I am trying to parallelize a (somewhat) simple script using dask
.
I originally read my ROOT file using uproot
into a pandas.DataFrame
in this way:
import uproot
file_name = "ntuple.root"
tree_name = "Events"
branches = ["Trigger", "nTracks", "mass"]
df = uproot.open(file_name)[tree_name].pandas.df(branches)
df.dtypes.to_dict()
# {'Trigger': dtype('bool'),
# 'nTracks': dtype('uint64'),
# 'mass': dtype('float64')}
When I do this, everything works fine, the types of the different branches are correctly recognized. In particular, in the example above, the "Trigger"

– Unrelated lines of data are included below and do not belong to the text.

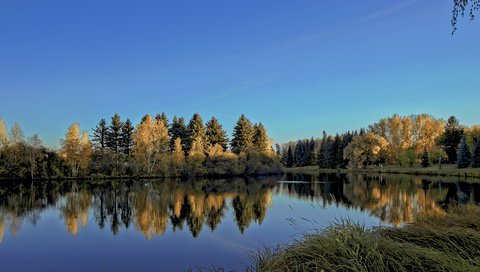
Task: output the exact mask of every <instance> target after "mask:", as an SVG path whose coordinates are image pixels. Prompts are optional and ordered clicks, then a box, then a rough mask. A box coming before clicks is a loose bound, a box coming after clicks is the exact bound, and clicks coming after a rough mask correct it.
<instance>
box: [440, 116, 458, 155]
mask: <svg viewBox="0 0 480 272" xmlns="http://www.w3.org/2000/svg"><path fill="white" fill-rule="evenodd" d="M462 136H463V128H462V127H460V125H459V122H458V120H457V118H455V116H451V117H450V118H448V121H447V123H446V124H445V132H444V133H443V135H442V136H441V138H440V141H439V143H440V144H441V145H443V148H444V150H445V153H447V156H448V161H449V162H450V163H455V162H456V161H457V149H458V145H459V143H460V140H461V139H462Z"/></svg>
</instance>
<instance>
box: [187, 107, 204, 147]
mask: <svg viewBox="0 0 480 272" xmlns="http://www.w3.org/2000/svg"><path fill="white" fill-rule="evenodd" d="M206 138H207V136H206V131H205V126H204V124H203V120H202V117H200V114H198V113H195V114H193V116H192V119H190V123H189V124H188V138H187V139H188V140H187V150H188V152H189V154H190V150H191V149H192V146H193V142H194V141H195V142H196V146H195V149H196V150H195V152H197V153H198V152H199V150H200V149H203V151H204V152H205V151H206V149H207V148H206V147H207V141H206Z"/></svg>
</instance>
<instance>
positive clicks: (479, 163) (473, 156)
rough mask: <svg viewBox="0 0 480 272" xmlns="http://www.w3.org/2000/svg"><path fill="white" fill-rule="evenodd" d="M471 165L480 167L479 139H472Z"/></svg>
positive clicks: (475, 167) (479, 151) (476, 166)
mask: <svg viewBox="0 0 480 272" xmlns="http://www.w3.org/2000/svg"><path fill="white" fill-rule="evenodd" d="M472 166H473V167H475V168H477V167H480V139H474V141H473V150H472Z"/></svg>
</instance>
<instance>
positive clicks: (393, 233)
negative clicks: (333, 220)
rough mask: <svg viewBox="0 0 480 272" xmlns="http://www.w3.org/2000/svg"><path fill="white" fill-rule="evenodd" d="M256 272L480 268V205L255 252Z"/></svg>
mask: <svg viewBox="0 0 480 272" xmlns="http://www.w3.org/2000/svg"><path fill="white" fill-rule="evenodd" d="M255 263H256V264H255V267H253V269H252V270H255V271H480V207H479V206H473V205H470V206H463V207H453V208H451V209H450V210H449V211H448V212H447V213H446V214H445V215H444V216H441V217H429V216H423V217H420V218H418V219H417V221H416V223H413V224H410V225H406V226H404V227H403V228H376V229H373V230H368V229H365V228H363V227H361V226H358V225H356V224H352V223H349V222H347V223H342V224H339V225H335V226H332V227H330V228H328V229H326V230H325V231H323V232H321V233H317V234H309V235H305V236H304V238H303V239H302V240H299V241H297V242H295V243H293V244H291V245H288V246H286V247H283V248H279V249H276V250H265V251H263V252H261V253H259V254H258V255H257V256H256V257H255Z"/></svg>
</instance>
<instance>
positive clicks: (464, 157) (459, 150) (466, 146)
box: [457, 136, 471, 168]
mask: <svg viewBox="0 0 480 272" xmlns="http://www.w3.org/2000/svg"><path fill="white" fill-rule="evenodd" d="M470 163H471V154H470V150H468V145H467V140H466V138H465V136H463V137H462V139H461V140H460V147H459V149H458V154H457V167H458V168H467V167H468V166H470Z"/></svg>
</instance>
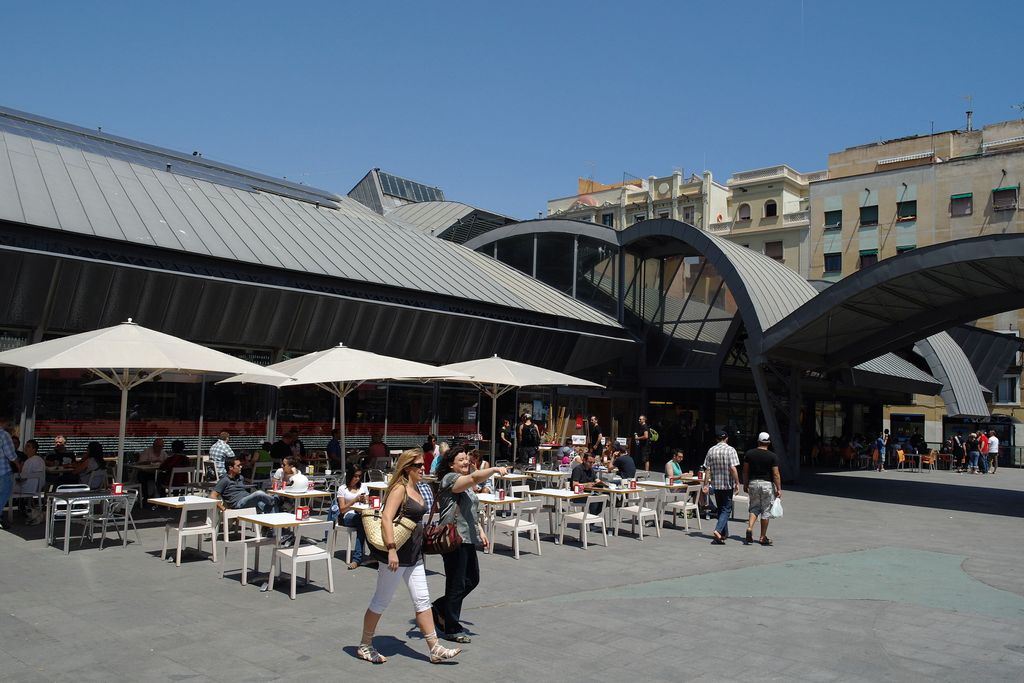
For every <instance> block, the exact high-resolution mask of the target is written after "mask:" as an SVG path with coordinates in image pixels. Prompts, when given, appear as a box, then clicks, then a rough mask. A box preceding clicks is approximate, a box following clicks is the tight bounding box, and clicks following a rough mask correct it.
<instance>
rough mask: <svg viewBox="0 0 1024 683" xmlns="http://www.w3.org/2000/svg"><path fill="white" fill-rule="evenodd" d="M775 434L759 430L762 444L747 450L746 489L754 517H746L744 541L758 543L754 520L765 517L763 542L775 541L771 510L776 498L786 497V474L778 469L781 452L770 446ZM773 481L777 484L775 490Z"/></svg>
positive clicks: (744, 476) (751, 508) (743, 464)
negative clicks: (777, 451)
mask: <svg viewBox="0 0 1024 683" xmlns="http://www.w3.org/2000/svg"><path fill="white" fill-rule="evenodd" d="M769 443H771V437H770V436H769V435H768V432H761V433H760V434H758V447H756V449H751V450H750V451H748V452H746V453H745V454H743V493H745V494H748V495H749V496H750V497H751V499H750V500H751V505H750V517H749V519H748V520H746V538H745V539H744V540H743V544H744V545H748V546H749V545H751V544H752V543H754V522H755V521H756V520H757V518H758V517H761V540H760V541H759V543H760V544H761V545H762V546H770V545H772V543H771V539H769V538H768V521H769V520H770V519H771V518H770V517H769V516H768V514H769V511H770V509H771V507H772V503H774V502H775V499H776V498H777V499H779V500H781V499H782V477H781V476H779V473H778V456H776V455H775V454H774V453H772V452H771V451H769V450H768V444H769ZM772 484H774V486H775V490H774V494H773V492H772Z"/></svg>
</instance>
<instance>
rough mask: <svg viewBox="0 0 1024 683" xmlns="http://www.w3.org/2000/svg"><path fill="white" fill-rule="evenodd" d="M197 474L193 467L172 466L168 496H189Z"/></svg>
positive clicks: (168, 490)
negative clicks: (192, 484) (194, 480)
mask: <svg viewBox="0 0 1024 683" xmlns="http://www.w3.org/2000/svg"><path fill="white" fill-rule="evenodd" d="M195 474H196V470H194V469H193V468H191V467H174V468H171V475H170V476H169V477H168V478H167V487H166V488H167V493H166V496H187V495H188V493H189V492H190V490H191V484H193V476H194V475H195ZM175 482H179V483H175Z"/></svg>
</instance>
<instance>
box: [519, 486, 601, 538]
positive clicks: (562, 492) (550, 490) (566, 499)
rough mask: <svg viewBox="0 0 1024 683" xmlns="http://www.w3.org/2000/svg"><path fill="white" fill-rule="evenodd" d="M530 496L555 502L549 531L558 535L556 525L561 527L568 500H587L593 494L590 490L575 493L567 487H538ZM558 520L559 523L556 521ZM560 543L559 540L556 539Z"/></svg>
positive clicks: (550, 521) (560, 527)
mask: <svg viewBox="0 0 1024 683" xmlns="http://www.w3.org/2000/svg"><path fill="white" fill-rule="evenodd" d="M529 495H530V496H541V497H543V498H548V499H551V500H552V501H554V502H555V519H554V520H552V519H551V518H550V516H549V520H548V531H549V532H550V535H551V536H556V532H555V527H556V526H557V527H559V528H561V525H562V516H563V515H564V514H565V511H564V510H563V505H564V504H565V503H566V502H572V501H579V500H587V497H588V496H591V495H592V494H591V493H589V492H584V493H583V494H573V493H572V492H571V490H568V489H566V488H538V489H537V490H531V492H529ZM556 522H557V523H556ZM555 543H558V540H557V539H556V540H555Z"/></svg>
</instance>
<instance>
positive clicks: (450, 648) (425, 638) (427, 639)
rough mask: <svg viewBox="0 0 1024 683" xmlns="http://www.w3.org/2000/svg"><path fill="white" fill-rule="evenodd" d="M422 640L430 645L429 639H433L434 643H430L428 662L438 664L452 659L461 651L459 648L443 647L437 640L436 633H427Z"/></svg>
mask: <svg viewBox="0 0 1024 683" xmlns="http://www.w3.org/2000/svg"><path fill="white" fill-rule="evenodd" d="M424 640H426V641H427V645H430V641H431V640H432V641H434V644H433V645H430V664H440V663H442V661H447V660H449V659H454V658H455V657H457V656H458V655H459V653H460V652H462V649H461V648H458V647H456V648H451V647H444V646H443V645H441V644H440V643H439V642H437V633H431V634H427V635H426V636H424Z"/></svg>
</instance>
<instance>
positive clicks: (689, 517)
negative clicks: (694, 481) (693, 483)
mask: <svg viewBox="0 0 1024 683" xmlns="http://www.w3.org/2000/svg"><path fill="white" fill-rule="evenodd" d="M699 497H700V484H698V483H695V484H690V485H689V486H687V487H686V497H685V498H683V499H682V500H679V501H673V502H672V503H669V504H667V505H666V506H665V511H666V512H672V525H673V526H675V527H676V528H679V513H682V514H683V525H684V527H685V528H686V530H687V531H689V530H690V513H691V512H692V513H693V516H694V517H696V518H697V528H698V529H700V507H699V506H698V505H697V500H698V499H699ZM701 530H702V529H701Z"/></svg>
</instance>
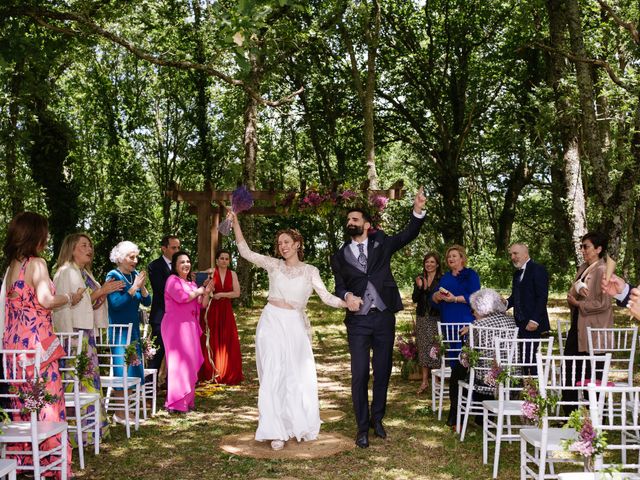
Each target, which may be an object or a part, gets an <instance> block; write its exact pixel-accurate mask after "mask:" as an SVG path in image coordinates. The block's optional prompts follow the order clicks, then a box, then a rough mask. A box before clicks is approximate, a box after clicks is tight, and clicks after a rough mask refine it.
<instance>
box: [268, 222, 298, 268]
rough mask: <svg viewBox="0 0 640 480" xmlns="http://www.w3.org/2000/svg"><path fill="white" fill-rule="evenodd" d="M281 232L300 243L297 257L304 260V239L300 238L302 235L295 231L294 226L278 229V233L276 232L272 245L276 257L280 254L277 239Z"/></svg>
mask: <svg viewBox="0 0 640 480" xmlns="http://www.w3.org/2000/svg"><path fill="white" fill-rule="evenodd" d="M282 234H286V235H289V236H290V237H291V238H292V239H293V241H294V242H298V243H299V244H300V247H299V248H298V259H299V260H300V261H303V260H304V240H303V238H302V235H300V232H299V231H297V230H296V229H295V228H284V229H282V230H278V233H276V242H275V245H274V252H275V255H276V257H279V256H280V250H279V249H278V239H279V238H280V235H282Z"/></svg>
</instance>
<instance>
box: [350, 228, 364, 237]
mask: <svg viewBox="0 0 640 480" xmlns="http://www.w3.org/2000/svg"><path fill="white" fill-rule="evenodd" d="M346 231H347V235H349V236H350V237H351V238H353V237H358V236H360V235H362V234H363V233H364V227H359V226H357V225H347V228H346Z"/></svg>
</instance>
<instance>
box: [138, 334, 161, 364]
mask: <svg viewBox="0 0 640 480" xmlns="http://www.w3.org/2000/svg"><path fill="white" fill-rule="evenodd" d="M140 346H141V347H142V355H143V356H144V359H145V360H151V359H152V358H153V357H155V356H156V353H157V351H158V345H157V344H156V342H155V338H151V337H144V338H143V339H142V340H141V343H140Z"/></svg>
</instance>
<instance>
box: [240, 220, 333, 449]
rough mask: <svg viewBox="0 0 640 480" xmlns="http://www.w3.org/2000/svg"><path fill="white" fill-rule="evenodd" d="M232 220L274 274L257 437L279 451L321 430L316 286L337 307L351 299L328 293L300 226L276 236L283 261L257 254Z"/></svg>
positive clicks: (329, 303) (247, 249)
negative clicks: (315, 333)
mask: <svg viewBox="0 0 640 480" xmlns="http://www.w3.org/2000/svg"><path fill="white" fill-rule="evenodd" d="M229 218H231V219H232V220H233V230H234V232H235V236H236V242H237V244H238V251H239V252H240V255H242V256H243V257H244V258H246V259H247V260H248V261H250V262H251V263H254V264H256V265H257V266H259V267H262V268H264V269H265V270H266V271H267V273H268V274H269V296H268V303H267V305H265V307H264V309H263V310H262V315H261V316H260V320H259V321H258V327H257V329H256V366H257V369H258V379H259V380H260V390H259V393H258V412H259V414H260V416H259V420H258V429H257V430H256V436H255V438H256V440H258V441H265V440H271V448H273V449H274V450H280V449H282V448H283V447H284V442H286V441H287V440H289V439H290V438H293V437H295V438H296V440H298V441H300V440H315V439H316V438H317V437H318V433H319V432H320V408H319V403H318V382H317V377H316V365H315V361H314V358H313V351H312V349H311V329H310V325H309V321H308V319H307V316H306V314H305V307H306V305H307V302H308V300H309V297H310V296H311V294H312V293H313V291H314V290H315V291H316V293H317V294H318V296H319V297H320V299H321V300H322V301H323V302H324V303H326V304H327V305H329V306H331V307H335V308H346V303H345V302H344V300H342V299H340V298H338V297H336V296H334V295H331V294H330V293H329V292H328V291H327V289H326V288H325V286H324V283H323V282H322V279H321V278H320V273H319V271H318V269H317V268H316V267H314V266H313V265H309V264H306V263H304V262H303V261H302V259H303V258H304V255H303V239H302V236H301V235H300V233H298V232H297V231H296V230H293V229H287V230H281V231H279V232H278V233H277V234H276V248H275V250H276V252H275V253H276V255H278V256H280V257H281V258H279V259H278V258H273V257H269V256H266V255H260V254H258V253H255V252H252V251H251V250H250V249H249V247H248V245H247V242H246V241H245V240H244V236H243V235H242V230H241V229H240V223H239V222H238V219H237V218H236V216H235V215H234V214H233V213H230V214H229Z"/></svg>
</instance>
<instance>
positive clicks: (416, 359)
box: [396, 335, 418, 380]
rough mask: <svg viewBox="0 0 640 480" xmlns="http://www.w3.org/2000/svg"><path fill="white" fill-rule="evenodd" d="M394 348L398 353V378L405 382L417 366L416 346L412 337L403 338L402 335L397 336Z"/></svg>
mask: <svg viewBox="0 0 640 480" xmlns="http://www.w3.org/2000/svg"><path fill="white" fill-rule="evenodd" d="M396 346H397V347H398V352H399V353H400V363H401V367H400V376H401V377H402V378H403V379H405V380H406V379H408V378H409V374H410V373H411V372H412V371H414V369H415V367H416V366H417V364H418V363H417V360H418V346H417V345H416V342H415V341H414V339H413V337H411V336H409V337H404V336H403V335H398V338H397V341H396Z"/></svg>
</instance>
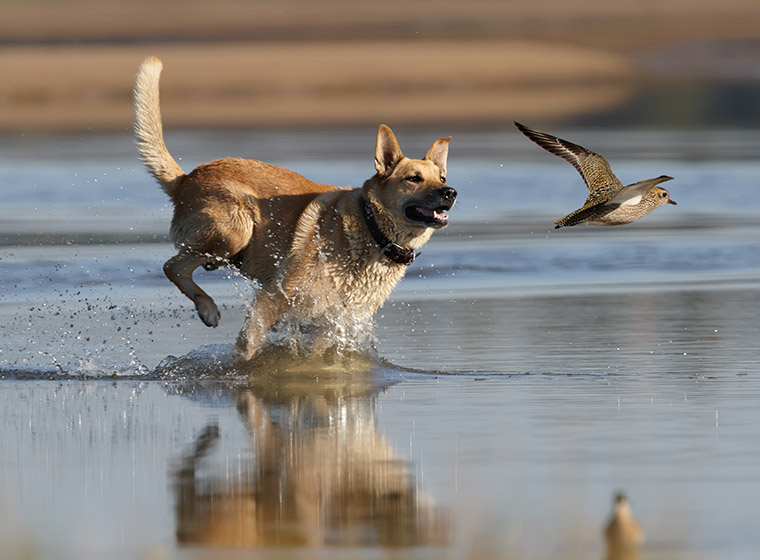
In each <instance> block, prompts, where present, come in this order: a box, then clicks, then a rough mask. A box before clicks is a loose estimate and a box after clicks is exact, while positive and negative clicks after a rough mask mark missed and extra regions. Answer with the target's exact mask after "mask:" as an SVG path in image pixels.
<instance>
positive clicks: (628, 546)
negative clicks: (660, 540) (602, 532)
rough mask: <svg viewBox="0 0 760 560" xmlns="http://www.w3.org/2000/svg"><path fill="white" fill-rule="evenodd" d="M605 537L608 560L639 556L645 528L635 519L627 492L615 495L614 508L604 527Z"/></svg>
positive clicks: (613, 559)
mask: <svg viewBox="0 0 760 560" xmlns="http://www.w3.org/2000/svg"><path fill="white" fill-rule="evenodd" d="M604 538H605V540H606V541H607V556H606V558H607V560H634V559H638V558H639V553H638V549H639V546H640V545H641V543H643V542H644V530H643V529H642V528H641V526H640V525H639V524H638V522H637V521H636V520H635V519H634V517H633V513H632V512H631V505H630V503H629V502H628V497H627V496H626V494H625V492H618V493H617V494H616V495H615V505H614V509H613V512H612V516H611V517H610V520H609V521H608V522H607V526H606V527H605V528H604Z"/></svg>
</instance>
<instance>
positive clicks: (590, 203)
mask: <svg viewBox="0 0 760 560" xmlns="http://www.w3.org/2000/svg"><path fill="white" fill-rule="evenodd" d="M515 126H517V129H518V130H519V131H520V132H522V133H523V134H524V135H525V136H527V137H528V138H530V139H531V140H532V141H533V142H535V143H536V144H538V145H539V146H541V147H542V148H543V149H544V150H546V151H547V152H549V153H552V154H554V155H555V156H559V157H561V158H562V159H564V160H565V161H567V162H568V163H570V164H571V165H572V166H573V167H575V168H576V169H577V170H578V173H580V174H581V177H583V180H584V182H585V183H586V186H587V187H588V191H589V194H588V198H587V199H586V202H585V203H584V204H583V206H582V207H581V208H579V209H578V210H576V211H575V212H572V213H570V214H568V215H567V216H565V217H564V218H561V219H559V220H557V221H556V222H554V227H555V229H558V228H561V227H569V226H578V225H592V226H619V225H622V224H629V223H631V222H634V221H636V220H638V219H639V218H641V217H642V216H646V215H647V214H649V213H650V212H651V211H652V210H654V209H655V208H657V207H658V206H662V205H663V204H676V202H675V201H674V200H671V199H670V193H669V192H668V191H666V190H665V189H663V188H662V187H658V186H657V185H659V184H660V183H663V182H665V181H670V180H671V179H672V178H673V177H669V176H667V175H660V176H659V177H656V178H654V179H646V180H644V181H639V182H638V183H633V184H631V185H628V186H625V187H624V186H623V183H621V182H620V180H619V179H618V178H617V177H615V174H614V173H613V172H612V169H610V164H609V163H608V162H607V160H606V159H604V158H603V157H602V156H600V155H599V154H596V153H594V152H592V151H590V150H587V149H586V148H584V147H583V146H579V145H578V144H573V143H572V142H568V141H567V140H563V139H562V138H557V137H555V136H552V135H551V134H546V133H545V132H539V131H538V130H533V129H532V128H528V127H527V126H525V125H523V124H520V123H519V122H515Z"/></svg>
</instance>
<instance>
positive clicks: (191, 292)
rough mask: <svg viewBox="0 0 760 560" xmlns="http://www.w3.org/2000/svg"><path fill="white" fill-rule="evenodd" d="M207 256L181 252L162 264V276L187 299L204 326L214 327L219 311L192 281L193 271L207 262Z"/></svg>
mask: <svg viewBox="0 0 760 560" xmlns="http://www.w3.org/2000/svg"><path fill="white" fill-rule="evenodd" d="M208 260H209V258H208V255H206V256H203V255H195V254H193V253H190V252H186V251H183V252H181V253H179V254H178V255H176V256H174V257H172V258H171V259H169V260H168V261H166V263H165V264H164V274H166V277H167V278H169V280H171V281H172V282H173V283H174V285H175V286H177V287H178V288H179V290H180V291H181V292H182V293H183V294H185V295H186V296H187V297H189V298H190V299H191V300H192V301H193V303H195V308H196V309H197V310H198V316H199V317H200V318H201V321H203V322H204V323H205V324H206V326H209V327H216V326H218V325H219V317H220V316H221V314H220V313H219V309H218V308H217V306H216V303H214V300H213V299H211V296H209V295H208V294H207V293H206V292H204V291H203V290H202V289H201V288H200V286H198V284H196V283H195V282H194V281H193V271H194V270H195V269H196V268H198V267H199V266H203V265H204V264H206V263H207V262H208Z"/></svg>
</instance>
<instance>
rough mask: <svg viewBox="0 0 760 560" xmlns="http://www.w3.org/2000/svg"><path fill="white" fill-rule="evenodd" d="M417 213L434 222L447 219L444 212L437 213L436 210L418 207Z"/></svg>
mask: <svg viewBox="0 0 760 560" xmlns="http://www.w3.org/2000/svg"><path fill="white" fill-rule="evenodd" d="M417 211H418V212H419V213H420V214H422V215H423V216H425V217H427V218H432V219H434V220H445V219H447V218H448V217H449V216H448V215H447V214H446V212H439V211H438V210H431V209H430V208H424V207H422V206H419V207H418V208H417Z"/></svg>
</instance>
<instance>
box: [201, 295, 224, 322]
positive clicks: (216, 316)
mask: <svg viewBox="0 0 760 560" xmlns="http://www.w3.org/2000/svg"><path fill="white" fill-rule="evenodd" d="M195 308H196V309H197V310H198V317H200V318H201V321H203V324H204V325H206V326H207V327H218V326H219V319H220V318H221V316H222V314H221V313H219V308H218V307H217V306H216V304H215V303H214V300H212V299H208V300H205V299H200V298H199V299H197V300H196V302H195Z"/></svg>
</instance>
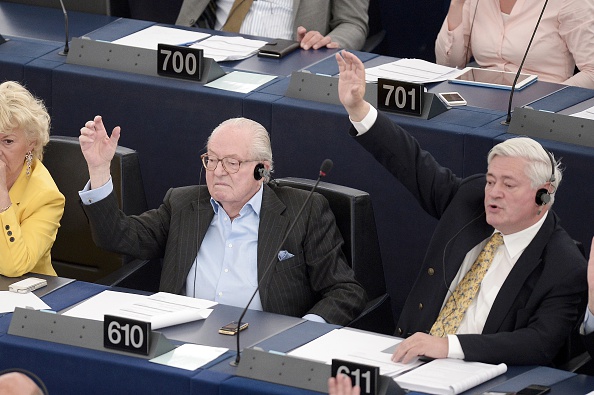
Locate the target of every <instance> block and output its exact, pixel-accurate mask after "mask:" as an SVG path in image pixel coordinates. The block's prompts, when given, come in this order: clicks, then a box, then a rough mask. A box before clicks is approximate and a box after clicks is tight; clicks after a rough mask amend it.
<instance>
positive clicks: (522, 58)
mask: <svg viewBox="0 0 594 395" xmlns="http://www.w3.org/2000/svg"><path fill="white" fill-rule="evenodd" d="M548 2H549V0H545V4H544V6H543V7H542V11H541V12H540V15H539V17H538V21H537V22H536V26H535V27H534V31H533V32H532V37H530V42H528V47H527V48H526V52H525V53H524V57H523V58H522V62H521V63H520V67H518V72H517V73H516V77H515V78H514V82H513V84H512V89H511V92H510V94H509V105H508V107H507V117H506V118H505V121H501V124H502V125H509V123H510V122H511V106H512V99H513V97H514V91H515V90H516V83H517V82H518V78H520V73H521V72H522V67H523V66H524V61H525V60H526V57H527V56H528V51H529V50H530V46H531V45H532V40H534V36H535V35H536V30H538V25H540V20H541V19H542V16H543V14H544V10H545V9H546V8H547V3H548Z"/></svg>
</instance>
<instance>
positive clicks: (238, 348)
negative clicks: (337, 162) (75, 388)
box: [230, 159, 333, 366]
mask: <svg viewBox="0 0 594 395" xmlns="http://www.w3.org/2000/svg"><path fill="white" fill-rule="evenodd" d="M259 166H262V168H263V167H264V165H263V164H261V163H258V165H256V168H255V169H254V177H255V176H256V171H257V169H258V167H259ZM332 166H333V163H332V161H331V160H330V159H325V160H324V162H322V166H320V173H319V175H318V179H317V180H316V183H315V184H314V186H313V187H312V188H311V190H310V191H309V194H308V195H307V198H306V199H305V201H304V202H303V204H302V205H301V208H300V209H299V211H298V212H297V214H296V215H295V218H294V219H293V222H292V223H291V225H290V226H289V228H288V229H287V231H286V232H285V236H284V237H283V240H282V241H281V242H280V243H279V245H278V248H277V250H276V252H275V253H274V256H273V258H272V261H271V262H270V263H269V264H268V266H267V267H266V270H264V274H262V277H261V280H260V281H258V285H257V286H256V290H255V291H254V293H253V294H252V297H251V298H250V300H249V301H248V303H247V305H246V306H245V308H244V309H243V311H242V312H241V315H240V316H239V319H238V320H237V327H238V328H240V327H241V320H242V319H243V317H244V316H245V313H247V310H248V307H250V304H251V303H252V300H254V298H255V297H256V294H257V293H258V290H259V289H260V284H262V281H264V280H265V279H266V276H267V275H268V272H269V271H270V269H271V268H272V267H273V266H274V259H278V258H277V257H278V253H279V252H280V249H281V248H282V247H283V244H285V241H287V238H288V237H289V235H290V234H291V231H292V230H293V228H294V227H295V225H296V224H297V221H298V220H299V218H300V217H301V213H302V212H303V210H304V209H305V206H307V203H308V202H309V200H310V199H311V196H312V195H313V193H314V191H315V190H316V188H317V187H318V184H319V183H320V180H321V179H322V177H325V176H326V175H327V174H328V173H329V172H330V170H331V169H332ZM256 179H258V178H256ZM240 333H241V331H238V332H237V334H236V336H237V355H236V356H235V360H233V361H232V362H230V364H231V366H237V365H239V360H240V359H241V356H240V354H239V334H240Z"/></svg>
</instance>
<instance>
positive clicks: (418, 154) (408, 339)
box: [336, 51, 586, 365]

branch is a boolean, the "nTracks"
branch an integer and the "mass"
branch a float.
However, when I read the same file using uproot.daskframe
I instead get back a daskframe for which all three branches are assigned float64
, like this:
df = uproot.daskframe(file_name, tree_name, branches)
df.dtypes.to_dict()
# {'Trigger': dtype('float64'),
# 'nTracks': dtype('float64'),
# 'mass': dtype('float64')}
This makes the script break later, because I need to interpret specifically the trigger branch as a simple boolean, in order to cut on it.
Ideally I would want it to automatically recognize the right dtype for each column.
Alternatively, setting them manually would also be fine for me. I could find out the right dtypes by reading one event the old way and using that. According to the documentation I should be able to pass a dictionary that returns a uproot.interp.interp.Interpretation
, but it is unclear to me how exactly that works.
Is this whole mess a limitation of using dask
or of uproot
?
For reference, I am using uproot 3.11.3 and have dask version 2.6.0 installed.